The Atlanta Journal-Constitution
Prosecutors say police mishandled Gray case
BALTIMORE — The prosecutors who were unable to win convictions of police officers in the arrest and death of Freddie Gray sharply criticized the city Police Department on Thursday, saying that its handling of the case undermined the prosecution, and refuted defense claims that they rushed to file charges.
At an extraordinary news conference the day after their boss, Marilyn Mosby, the state’s attorney for Baltimore, announced she was dropping charges against the three officers who still awaited trial, the two lead prosecutors — both seasoned lawyers — said the police failed to serve search warrants for the officers’ personal cellphones and repeated a charge made in court that a detective assigned to the case was sabotaging it.
The comments were the first time the prosecutors — who had been under a rule of silence — spoke about a case that drew national attention.

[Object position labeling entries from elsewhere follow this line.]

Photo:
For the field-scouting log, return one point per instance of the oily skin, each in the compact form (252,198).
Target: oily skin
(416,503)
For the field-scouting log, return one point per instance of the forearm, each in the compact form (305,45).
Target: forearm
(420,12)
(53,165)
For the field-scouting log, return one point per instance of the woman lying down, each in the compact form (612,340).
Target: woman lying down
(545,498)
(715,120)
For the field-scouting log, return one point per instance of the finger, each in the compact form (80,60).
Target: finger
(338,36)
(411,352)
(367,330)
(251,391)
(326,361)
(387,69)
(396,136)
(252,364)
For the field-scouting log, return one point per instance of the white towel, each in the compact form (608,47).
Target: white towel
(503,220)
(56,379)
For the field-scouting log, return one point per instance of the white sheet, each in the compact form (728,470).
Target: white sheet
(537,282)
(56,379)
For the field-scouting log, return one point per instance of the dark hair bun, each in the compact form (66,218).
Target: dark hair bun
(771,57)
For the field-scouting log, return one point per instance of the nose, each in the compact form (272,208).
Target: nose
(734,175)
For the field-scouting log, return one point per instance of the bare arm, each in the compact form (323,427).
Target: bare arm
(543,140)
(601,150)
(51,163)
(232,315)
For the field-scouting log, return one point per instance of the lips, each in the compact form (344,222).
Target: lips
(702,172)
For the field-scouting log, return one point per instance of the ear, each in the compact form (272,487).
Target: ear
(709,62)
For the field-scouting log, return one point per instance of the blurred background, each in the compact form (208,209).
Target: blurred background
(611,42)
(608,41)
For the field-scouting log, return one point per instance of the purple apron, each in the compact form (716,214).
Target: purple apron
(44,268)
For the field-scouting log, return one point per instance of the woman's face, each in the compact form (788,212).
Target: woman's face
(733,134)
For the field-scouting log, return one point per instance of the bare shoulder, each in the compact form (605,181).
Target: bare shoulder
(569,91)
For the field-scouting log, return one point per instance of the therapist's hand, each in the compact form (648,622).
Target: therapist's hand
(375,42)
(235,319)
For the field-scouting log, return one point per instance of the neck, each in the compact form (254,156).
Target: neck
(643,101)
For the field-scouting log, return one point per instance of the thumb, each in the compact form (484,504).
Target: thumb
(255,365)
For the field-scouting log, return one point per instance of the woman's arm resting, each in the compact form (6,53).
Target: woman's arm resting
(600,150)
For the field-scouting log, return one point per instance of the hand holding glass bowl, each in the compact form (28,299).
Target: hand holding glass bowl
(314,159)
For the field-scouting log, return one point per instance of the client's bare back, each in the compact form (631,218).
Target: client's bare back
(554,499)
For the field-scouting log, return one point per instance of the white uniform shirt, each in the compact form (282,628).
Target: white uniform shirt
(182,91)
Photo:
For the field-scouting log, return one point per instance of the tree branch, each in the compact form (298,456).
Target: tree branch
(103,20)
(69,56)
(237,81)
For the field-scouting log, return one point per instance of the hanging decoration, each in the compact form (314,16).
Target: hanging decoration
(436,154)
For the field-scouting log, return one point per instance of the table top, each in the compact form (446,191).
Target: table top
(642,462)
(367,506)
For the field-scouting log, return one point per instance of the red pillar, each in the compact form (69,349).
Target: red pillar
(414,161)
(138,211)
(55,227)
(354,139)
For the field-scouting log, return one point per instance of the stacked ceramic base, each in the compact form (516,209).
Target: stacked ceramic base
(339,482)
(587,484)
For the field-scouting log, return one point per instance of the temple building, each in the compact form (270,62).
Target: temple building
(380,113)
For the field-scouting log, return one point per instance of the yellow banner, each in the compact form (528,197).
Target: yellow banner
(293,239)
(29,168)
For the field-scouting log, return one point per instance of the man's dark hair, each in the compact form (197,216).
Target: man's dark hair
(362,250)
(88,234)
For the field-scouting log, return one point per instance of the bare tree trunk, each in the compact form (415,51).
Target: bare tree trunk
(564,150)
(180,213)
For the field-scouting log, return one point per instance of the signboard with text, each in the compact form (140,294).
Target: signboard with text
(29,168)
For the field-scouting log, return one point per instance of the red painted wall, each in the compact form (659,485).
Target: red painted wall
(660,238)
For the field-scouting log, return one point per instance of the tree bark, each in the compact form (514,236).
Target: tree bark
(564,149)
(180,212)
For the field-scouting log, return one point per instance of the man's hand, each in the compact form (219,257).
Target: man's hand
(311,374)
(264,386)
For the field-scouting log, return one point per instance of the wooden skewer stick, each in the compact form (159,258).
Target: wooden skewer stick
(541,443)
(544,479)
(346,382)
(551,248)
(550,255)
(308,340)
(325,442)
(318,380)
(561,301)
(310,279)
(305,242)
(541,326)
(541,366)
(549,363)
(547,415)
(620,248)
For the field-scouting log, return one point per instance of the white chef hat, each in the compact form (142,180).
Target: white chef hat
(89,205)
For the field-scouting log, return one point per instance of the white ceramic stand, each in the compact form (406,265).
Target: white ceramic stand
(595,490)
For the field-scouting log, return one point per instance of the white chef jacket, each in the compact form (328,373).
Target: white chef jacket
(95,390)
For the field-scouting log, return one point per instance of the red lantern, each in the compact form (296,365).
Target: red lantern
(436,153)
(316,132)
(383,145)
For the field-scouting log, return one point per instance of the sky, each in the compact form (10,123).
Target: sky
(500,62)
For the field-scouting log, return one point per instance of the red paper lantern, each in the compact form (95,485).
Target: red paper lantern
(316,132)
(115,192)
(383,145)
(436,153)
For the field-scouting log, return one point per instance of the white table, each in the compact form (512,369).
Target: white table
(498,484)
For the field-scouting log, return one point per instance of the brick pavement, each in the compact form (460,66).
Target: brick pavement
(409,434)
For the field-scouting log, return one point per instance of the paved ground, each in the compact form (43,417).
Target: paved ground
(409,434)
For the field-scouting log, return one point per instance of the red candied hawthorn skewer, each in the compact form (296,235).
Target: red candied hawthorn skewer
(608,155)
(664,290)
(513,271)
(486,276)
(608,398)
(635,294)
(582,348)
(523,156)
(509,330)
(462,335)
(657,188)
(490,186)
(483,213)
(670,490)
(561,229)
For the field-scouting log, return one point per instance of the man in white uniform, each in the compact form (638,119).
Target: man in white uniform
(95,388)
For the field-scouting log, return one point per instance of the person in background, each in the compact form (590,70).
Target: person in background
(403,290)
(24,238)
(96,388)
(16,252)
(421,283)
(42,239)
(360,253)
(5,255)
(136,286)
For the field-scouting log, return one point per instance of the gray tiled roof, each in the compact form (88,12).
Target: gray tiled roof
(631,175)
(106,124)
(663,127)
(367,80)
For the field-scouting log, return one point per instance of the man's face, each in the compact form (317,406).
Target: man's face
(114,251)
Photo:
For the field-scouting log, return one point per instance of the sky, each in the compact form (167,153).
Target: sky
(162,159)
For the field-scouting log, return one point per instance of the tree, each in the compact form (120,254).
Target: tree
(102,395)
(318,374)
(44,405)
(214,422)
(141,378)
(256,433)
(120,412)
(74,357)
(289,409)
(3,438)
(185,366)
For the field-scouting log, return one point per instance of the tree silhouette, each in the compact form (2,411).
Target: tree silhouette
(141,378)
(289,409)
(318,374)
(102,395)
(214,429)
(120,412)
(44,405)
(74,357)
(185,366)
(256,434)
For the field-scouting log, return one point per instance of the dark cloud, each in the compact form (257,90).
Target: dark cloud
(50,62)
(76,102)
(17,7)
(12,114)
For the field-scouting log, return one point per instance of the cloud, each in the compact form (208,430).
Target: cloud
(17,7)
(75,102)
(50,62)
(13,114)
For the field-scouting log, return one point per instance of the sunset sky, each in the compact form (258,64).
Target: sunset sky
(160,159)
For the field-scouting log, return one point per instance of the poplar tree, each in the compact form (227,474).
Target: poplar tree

They appeared worn out and at times frustrated.
“There was sufficient evidence for a rational juror to convict,” Michael Schatzow, deputy chief state’s attorney, told reporters. “We believed in these cases, and we were prepared to fight very hard for these cases.”
He and Janice Bledsoe, a deputy state’s attorney, said prosecutors tried to get the personal cellphones of the six officers, which might have shown their communications during and after the episode, but could not because of a police foul-up.
“The Baltimore Police Department did not execute those warrants in the correct amount of time, and they expired,” Bledsoe said.
Asked why that failure occurred, and whether she thought the department was “circling the wagons” around its fellow officers, she said: “Why the search warrants weren’t executed is a question that the Police Department can answer. In terms of circling the wagons, again I think that’s a question that BPD can answer.”
The Baltimore Police Department has stood by its investigation. In a statement released Wednesday, Commissioner Kevin Davis said he wanted to remind residents that “over 30 ethical, experienced and talented detectives worked tirelessly to uncover facts” in the case.
Responding to defense lawyers’ claims that the prosecution was slow to turn over material, Bledsoe said, “We can’t turn over things we don’t have.”
At one point, she said, in a meeting last August, nearly four months after the arrest of Gray, police gave prosecutors “441 pages of documents that we had not previously been given.”
Schatzow reiterated what he had said in court last month, that the lead police detective involved in the investigation, Dawnyell Taylor, had sabotaged the case. Taylor claimed in testimony that a medical examiner had told her that Gray’s death was a “freakish accident,” which Schatzow suggested was false; the same medical examiner officially called it a homicide.
“She was doing things without notifying us, and doing things that were counter to what a primary detective should be doing on a case,” Schatzow said on Thursday.
And he said the officers who testified gave contradictory accounts of what happened.
“When it comes to frustration, I plead guilty,” he said.